The "Golden Age" of AI hardware: US hedge funds are raking in huge profits

The "Golden Age" of AI hardware: US hedge funds are raking in huge profits

The explosive demand for artificial intelligence hardware is turning the early positioning of hedge funds into substantial returns. In April this year, US stock-picking hedge funds recorded their best monthly performance in over twenty years, with funds betting on AI chips and related equipment emerging as the biggest winners.

According to an industry index compiled by research firm PivotalPath, stock-picking funds rose an average of 6.5% in April, marking the best monthly performance since December 1999; technology-themed funds climbed even higher, rising 10.3% — the highest monthly gain in the 28-year history of the index. Point72, Whale Rock Capital Management, and Seligman Investments, all benefited from the strong performance of semiconductor stocks and equipment companies, recording robust monthly returns.

This surge came amid an unfriendly macro environment — ongoing conflict with Iran, rising consumer prices and inflation expectations, and a declining probability of Federal Reserve interest rate cuts — but the strength of the AI sector has been enough to overcome these obstacles. Data from Morgan Stanley shows hedge funds’ net overweight in semiconductor stocks has soared from 5.5% a year ago to 20% now, the highest in the past decade, with AI supply chain related stocks contributing nearly two-thirds of last month’s hedge fund long profits.

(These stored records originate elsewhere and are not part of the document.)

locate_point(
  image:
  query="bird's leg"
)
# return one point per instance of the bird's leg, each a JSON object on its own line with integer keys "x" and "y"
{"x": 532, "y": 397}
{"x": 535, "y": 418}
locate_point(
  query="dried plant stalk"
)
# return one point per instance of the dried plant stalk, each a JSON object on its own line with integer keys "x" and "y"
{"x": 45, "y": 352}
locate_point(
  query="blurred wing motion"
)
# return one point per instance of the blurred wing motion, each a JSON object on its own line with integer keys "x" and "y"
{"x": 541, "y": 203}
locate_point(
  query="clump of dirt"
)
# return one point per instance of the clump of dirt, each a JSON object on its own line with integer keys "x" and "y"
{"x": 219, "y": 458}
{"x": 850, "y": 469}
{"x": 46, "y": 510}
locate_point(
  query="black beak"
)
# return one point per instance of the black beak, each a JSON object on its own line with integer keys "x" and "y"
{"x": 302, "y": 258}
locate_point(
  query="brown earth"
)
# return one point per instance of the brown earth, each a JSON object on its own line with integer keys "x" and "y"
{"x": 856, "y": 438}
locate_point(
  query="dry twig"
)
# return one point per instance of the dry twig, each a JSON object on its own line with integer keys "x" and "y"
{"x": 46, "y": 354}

The strong momentum continued in May. According to Morgan Stanley, as of last Thursday, global hedge funds had an average monthly gain of about 1.4%, with the bank noting in a client report that the funds’ "strong start this month is largely attributable to their ultra-high exposure to broad AI themes."

Explosive Demand for AI Computing Power: Tech Giants’ Combined Capital Expenditures Reach $670 Billion

The rapid adoption of AI programming tools and AI agents has triggered strong, broad demand for computing resources — from Intel’s central processing units to Sandisk’s memory chips, all are in short supply. Microsoft, Alphabet, Meta Platforms, and Amazon collectively plan to spend $670 billion on capital expenditures this year, most of which will go to data centers equipped with advanced chips. Strong client demand has pushed up chip prices and driven tech giants to sign longer-term purchase contracts with suppliers.

Against this backdrop, multiple semiconductor stocks have already recorded triple-digit gains this year, and last week, Samsung Electronics joined the trillion-dollar market cap club.

Alex Sacerdote of Whale Rock Capital Management said at the Sohn Investment Conference on Tuesday:

"Aside from AI being the most computing power-hungry thing we’ve ever seen and supply shortages stretching as far as the eye can see, we are in a golden age of hardware. All the companies that nobody paid attention to before have now become golden businesses."

Funds Record Major April Gains, Some Achieving Best Monthly Performance Since Inception

April’s dazzling performance surpassed the typical annual returns of many fund managers. Whale Rock Capital Management’s public equity portfolio, run by Alex Sacerdote, gained about 39% in April, with positions in Sandisk, Korean memory chip maker SK Hynix, and Japanese manufacturer Kioxia as the main sources of profit this month.

According to media reports citing insiders, Point72’s flagship fund rose about 4.5% in April — its best monthly performance in more than five years; the AI-themed hedge fund Turion, jointly managed by Steve Cohen and portfolio manager Eric Sanchez, soared by 15% in the same period.

According to an investor report obtained by the media, the Seligman Tech Spectrum fund, managed by Paul Wick, gained nearly 20% in April, its best monthly performance since the fund’s inception in 2001. Seligman is a subsidiary of Columbia Threadneedle Investments, with its hedge fund strategy managing about $4.5 billion as of February. In his March letter to investors, Paul Wick disclosed that the fund’s top five holdings at the time included chipmaker Broadcom, chip equipment suppliers Applied Materials and Lam Research, and AI data center power supplier Bloom Energy.

Semiconductor Overweight Reaches Ten-Year High, Cyclical Risks Still a Concern

Hedge funds’ semiconductor positions are now at their highest level in the past decade. Morgan Stanley data shows that the net proportion of semiconductors in hedge fund portfolios has jumped from 5.5% a year ago to 20% now, with AI supply chain stocks contributing close to two-thirds of last month’s hedge fund long profits.

However, the semiconductor industry is renowned for its pronounced cyclicality, with supply shortages often following periods of overcapacity. During the pandemic, consumer spending on hardware devices such as laptops and smartphones drove chip stocks up; afterwards, as demand normalized and expanded industry capacity became idle, related stocks fell sharply.

Nonetheless, this round of AI hardware trading has shown remarkable resilience in navigating macroeconomic headwinds. Even after short-term setbacks at the end of last year, this theme continues to drive the positioning and monthly returns of hedge funds.